Electron's response to a oscillating Electric field.

[Himanshu]

Homework Statement

The problem is to find the motion of the electron of charge -e and mass m which is initially at rest and which is suddenly subjected to an electric field E= E₀sin($$\omega$$t).

The following mathematical expression is safe and sound but I am having trouble with the Physics involved.x=(a₀/$$\omega$$)t-(a/$$\omega$$)sin($$\omega$$t).

where a₀=-eE₀/m.

The result x(t) is varying linearly as well as oscillating in time. This means that the electron is responding to the electric field in a manner which jiggling as well as drifting away.

That's against our intuition. A charge should respond in accordance to the electric field. So what is happening here.

My speculation is that the drifting motion is due to the inertia of the electron and that the motion was due to the initial electric field.

 

[tiny-tim]

The problem is to find the motion of the electron of charge -e and mass m which is initially at rest and which is suddenly subjected to an electric field E= E₀sin($$\omega$$t).
…
x=(a₀/$$\omega$$)t-(a/$$\omega$$)sin($$\omega$$t).

where a₀=-eE₀/m.

The result x(t) is varying linearly as well as oscillating in time. This means that the electron is responding to the electric field in a manner which jiggling as well as drifting away.

That's against our intuition

Hi Himanshu!

(have an omega: ω )

Why isn't it just (a₀/ω)cos(ωt) ?

 

[Himanshu]

I cannot understand. How does the above expression appears? Can you please elaborate.

 

[OMFGanELITE]

Don't mean to revive an old thread, but the physics behind this situation is confusing me as well. The acceleration is purely sinusoidal, varying with time, but the position somehow has a linear term in there as well as a sine. What's the physical explanation for this?

 

[rdl]

I would first like to commend you on your mathematical expression and your speculation. It is always important to question and analyze our results in order to better understand the physical phenomenon at hand.
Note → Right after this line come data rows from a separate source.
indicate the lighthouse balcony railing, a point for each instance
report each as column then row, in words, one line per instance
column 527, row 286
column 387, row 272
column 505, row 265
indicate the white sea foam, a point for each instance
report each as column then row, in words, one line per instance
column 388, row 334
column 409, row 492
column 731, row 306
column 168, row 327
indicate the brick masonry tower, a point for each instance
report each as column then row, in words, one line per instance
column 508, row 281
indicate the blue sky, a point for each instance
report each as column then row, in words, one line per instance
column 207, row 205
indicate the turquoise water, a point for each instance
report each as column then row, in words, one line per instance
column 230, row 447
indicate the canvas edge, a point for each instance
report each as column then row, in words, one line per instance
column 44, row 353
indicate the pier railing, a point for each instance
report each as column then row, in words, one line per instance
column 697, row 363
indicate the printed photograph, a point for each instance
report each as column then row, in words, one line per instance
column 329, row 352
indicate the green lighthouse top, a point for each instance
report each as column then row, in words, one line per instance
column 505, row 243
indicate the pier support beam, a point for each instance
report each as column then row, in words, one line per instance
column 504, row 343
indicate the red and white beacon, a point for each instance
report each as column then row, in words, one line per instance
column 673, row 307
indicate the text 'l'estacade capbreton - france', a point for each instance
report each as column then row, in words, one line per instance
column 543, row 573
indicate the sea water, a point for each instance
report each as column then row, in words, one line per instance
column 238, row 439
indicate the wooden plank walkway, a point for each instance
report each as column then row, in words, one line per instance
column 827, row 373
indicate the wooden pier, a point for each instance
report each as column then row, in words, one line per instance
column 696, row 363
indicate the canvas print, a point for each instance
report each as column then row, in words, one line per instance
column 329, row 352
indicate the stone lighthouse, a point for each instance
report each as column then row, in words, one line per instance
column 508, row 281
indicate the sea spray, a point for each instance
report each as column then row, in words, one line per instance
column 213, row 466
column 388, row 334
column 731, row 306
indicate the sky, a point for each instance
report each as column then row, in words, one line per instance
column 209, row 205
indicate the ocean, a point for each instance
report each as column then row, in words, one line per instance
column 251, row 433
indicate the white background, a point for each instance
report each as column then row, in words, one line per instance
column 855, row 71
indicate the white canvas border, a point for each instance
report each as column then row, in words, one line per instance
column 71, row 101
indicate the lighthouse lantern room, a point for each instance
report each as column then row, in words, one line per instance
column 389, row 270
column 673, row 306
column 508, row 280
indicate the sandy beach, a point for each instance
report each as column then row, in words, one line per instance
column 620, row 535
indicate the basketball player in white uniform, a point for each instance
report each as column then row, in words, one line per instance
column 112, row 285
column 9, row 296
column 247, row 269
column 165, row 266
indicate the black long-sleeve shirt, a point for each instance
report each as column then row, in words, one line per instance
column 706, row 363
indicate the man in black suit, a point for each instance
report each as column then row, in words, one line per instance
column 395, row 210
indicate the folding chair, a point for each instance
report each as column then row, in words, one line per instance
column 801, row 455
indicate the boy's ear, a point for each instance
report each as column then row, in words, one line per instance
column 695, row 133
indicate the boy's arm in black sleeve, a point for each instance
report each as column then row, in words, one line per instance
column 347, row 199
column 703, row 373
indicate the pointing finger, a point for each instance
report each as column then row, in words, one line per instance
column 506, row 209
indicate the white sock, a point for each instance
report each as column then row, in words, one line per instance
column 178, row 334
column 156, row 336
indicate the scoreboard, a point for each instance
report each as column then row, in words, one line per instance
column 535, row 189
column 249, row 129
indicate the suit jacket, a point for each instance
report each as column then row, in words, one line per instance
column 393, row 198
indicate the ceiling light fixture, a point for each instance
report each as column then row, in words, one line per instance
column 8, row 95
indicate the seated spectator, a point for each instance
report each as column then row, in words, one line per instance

In the case of an electron's response to an oscillating electric field, we must consider the forces acting on the electron. The electric field exerts a force on the electron, causing it to accelerate. However, the electron also has inertia, which resists changes in its motion. This results in the jiggling and drifting motion that you observed in your mathematical expression.

This behavior is known as anharmonic motion, where the oscillations are not purely sinusoidal. It is a common phenomenon in many systems, not just in the response of an electron to an oscillating electric field. In fact, anharmonic motion is often seen in the motion of particles in an oscillating potential, such as a mass on a spring or a pendulum.

In the case of an electron, this anharmonic motion is due to the fact that the force acting on it is not constant, but rather varies with time as the electric field oscillates. This results in a complex motion that combines both the oscillations and the drifting motion due to inertia.

In conclusion, your mathematical expression and speculation are correct. The electron's response to an oscillating electric field is a combination of jiggling and drifting motion, which is a result of the interplay between the force of the electric field and the inertia of the electron.